Aristoteles mengatakan bahwa manusia adalah zoon politicon.
Sementara para filosof Muslim dahulu menyebutnya al-insan madaniyy bith-thab'i. Kedua istilah itu memiliki arti yang
sama, yaitu: manusia adalah makhluk sosial. Istilah ini, menurut Ibnu Khaldun,
mengandung makna bahwa manusia tidak bisa hidup sendirian dan keberadaannya
tidak akan terwujud kecuali dengan kehidupan bersama. Islam datang agar sifat
kebersamaan yang menjadi bawaan itu, dalam penyalurannya, memiliki tujuan yang
sama.
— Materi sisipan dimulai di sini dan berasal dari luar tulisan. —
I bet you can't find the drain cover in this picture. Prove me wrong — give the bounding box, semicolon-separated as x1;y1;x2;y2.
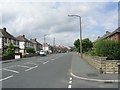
87;73;98;77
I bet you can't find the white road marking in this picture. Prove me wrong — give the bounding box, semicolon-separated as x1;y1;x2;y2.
68;85;72;88
43;61;49;64
24;62;38;65
17;65;30;68
69;81;72;84
0;75;13;82
2;68;19;73
36;61;43;63
3;65;17;69
51;59;55;60
71;72;120;82
70;77;72;80
25;66;38;72
0;65;17;70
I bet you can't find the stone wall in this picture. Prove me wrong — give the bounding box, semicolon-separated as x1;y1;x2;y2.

Sebagaimana firman Allah:
وَا لَّذِينَ آَمَنُوا
وَعَمِلُوا الصَّالِحَاتِ أُولَئِكَ أَصْحَابُ الْجَنَّةِ هُمْ فِيهَا خَالِدُونَ
“Dan orang-orang yang beriman
serta beramal saleh, mereka itu penghuni surga; mereka kekal di dalamnya.” (QS. Al-Baqarah: 82)
Dalam banyak ayat Al-Quran, kata-kata iman
dengan berbagai derivasinya seringkali dikaitkan dengan kata amal saleh. Iman
adalah hubungan vertikal antara manusia dengan Tuhannya, sedangkan amal saleh
adalah hubungan vertikal dengan Tuhan sekaligus hubungan horizontal dengan
sesama manusia bahkan sesama makhluk di bumi ini. Di sinilah makna kesalehan
sosial berada, yaitu amalan baik yang bermanfaat bagi masyarakat luas.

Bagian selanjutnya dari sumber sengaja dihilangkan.